NEW YORK (AP) - Pennsylvania Sen. Bob Casey plans to endorse Democrat Barack Obama Friday, a move that could carry special weight with critical Catholic voters in the Keystone State's upcoming primary and with superdelegates.

Campaign spokeswoman Jen Psaki said the endorsement will come as Obama begins a six-day campaign swing through Pennsylvania.

Pennsylvania's April 22 primary is the next big prize in the drawn-out nomination battle between Obama, the Illinois senator, and Sen. Hillary Rodham Clinton of New York. Clinton holds a double-digit lead in recent polls of Pennsylvania voters.

Casey is a first-term senator and the son of a popular former governor of the state. Casey is Catholic and, like his father, is known for his opposition to abortion. His support could help Obama make inroads among Catholic voters.

Pennsylvania has an estimated 3.8 million Catholics, or just over 30 percent of the state's population, and the percentage among Democrats is estimated to be slightly higher.

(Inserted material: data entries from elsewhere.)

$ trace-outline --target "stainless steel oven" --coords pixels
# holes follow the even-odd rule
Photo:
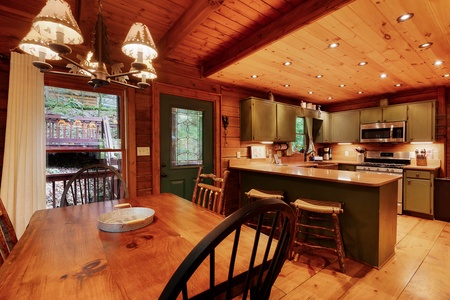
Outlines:
[[[356,171],[403,176],[403,167],[410,163],[409,152],[367,151],[364,163],[356,166]],[[403,177],[398,181],[397,213],[403,213]]]

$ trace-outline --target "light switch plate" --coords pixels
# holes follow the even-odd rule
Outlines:
[[[137,147],[137,156],[150,155],[150,147]]]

Clinton and her supporters have been making their own direct appeals: backers Kathleen Kennedy Townsend and Robert F. Kennedy Jr., last week wrote a letter to Pennsylvania Catholics emphasizing her plans on health care, mortgage foreclosures and fuel costs.

Casey is scheduled to join Obama in Pittsburgh Friday and campaign with him as Obama travels by across Pennsylvania by bus.

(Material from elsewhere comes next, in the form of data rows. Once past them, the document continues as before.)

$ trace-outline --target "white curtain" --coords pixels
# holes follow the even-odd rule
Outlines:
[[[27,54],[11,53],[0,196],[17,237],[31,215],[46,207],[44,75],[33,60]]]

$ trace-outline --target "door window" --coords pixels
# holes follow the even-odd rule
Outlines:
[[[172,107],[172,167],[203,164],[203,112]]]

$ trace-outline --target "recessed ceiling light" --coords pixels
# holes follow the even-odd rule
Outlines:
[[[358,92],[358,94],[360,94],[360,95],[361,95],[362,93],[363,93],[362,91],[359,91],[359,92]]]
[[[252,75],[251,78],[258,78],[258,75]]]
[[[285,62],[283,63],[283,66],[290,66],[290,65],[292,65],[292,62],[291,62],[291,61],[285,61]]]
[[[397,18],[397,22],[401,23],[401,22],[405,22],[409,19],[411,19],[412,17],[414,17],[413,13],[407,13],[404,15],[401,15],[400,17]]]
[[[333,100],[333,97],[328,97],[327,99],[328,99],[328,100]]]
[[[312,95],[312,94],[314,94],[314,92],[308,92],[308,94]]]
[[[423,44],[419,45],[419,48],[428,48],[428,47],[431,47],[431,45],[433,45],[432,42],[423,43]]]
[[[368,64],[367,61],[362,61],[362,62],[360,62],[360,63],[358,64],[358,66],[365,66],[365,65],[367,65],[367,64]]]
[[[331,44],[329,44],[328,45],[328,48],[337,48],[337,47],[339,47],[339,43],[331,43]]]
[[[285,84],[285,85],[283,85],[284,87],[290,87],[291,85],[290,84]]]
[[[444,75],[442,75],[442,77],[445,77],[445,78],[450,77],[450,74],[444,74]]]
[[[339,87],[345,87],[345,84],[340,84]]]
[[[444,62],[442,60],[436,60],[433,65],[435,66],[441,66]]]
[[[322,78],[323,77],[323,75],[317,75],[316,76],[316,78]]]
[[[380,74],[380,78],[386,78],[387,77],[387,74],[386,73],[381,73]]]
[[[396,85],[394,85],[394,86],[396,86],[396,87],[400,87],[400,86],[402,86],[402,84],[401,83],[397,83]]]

The bus tour will feature "listening sessions," a technique Clinton used in her 2000 Senate campaign to convince skeptical New Yorkers that she was not just a carpetbagger looking for a plum post after leaving the White House.

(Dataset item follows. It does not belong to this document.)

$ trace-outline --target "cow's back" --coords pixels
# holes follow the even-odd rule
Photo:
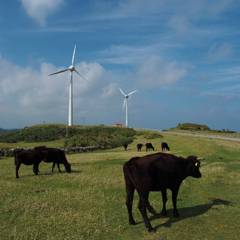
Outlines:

Though trailing in the state, Obama hopes to prevent Clinton from racking up a large win in the state which could eat away at his delegate advantage and give her new life in the final primaries running to June.

It may be a tough sell for some in the state, which has a sizable elderly population. In the previous primaries, older Democrats have favored Clinton, while younger voters tend toward Obama.

Casey served two four-year terms as state auditor general. He lost a 2002 gubernatorial bid in the Democratic primary to Gov. Ed Rendell, who is backing Clinton.

Casey was elected to the Senate in 2006, defeating conservative GOP incumbent Rick Santorum.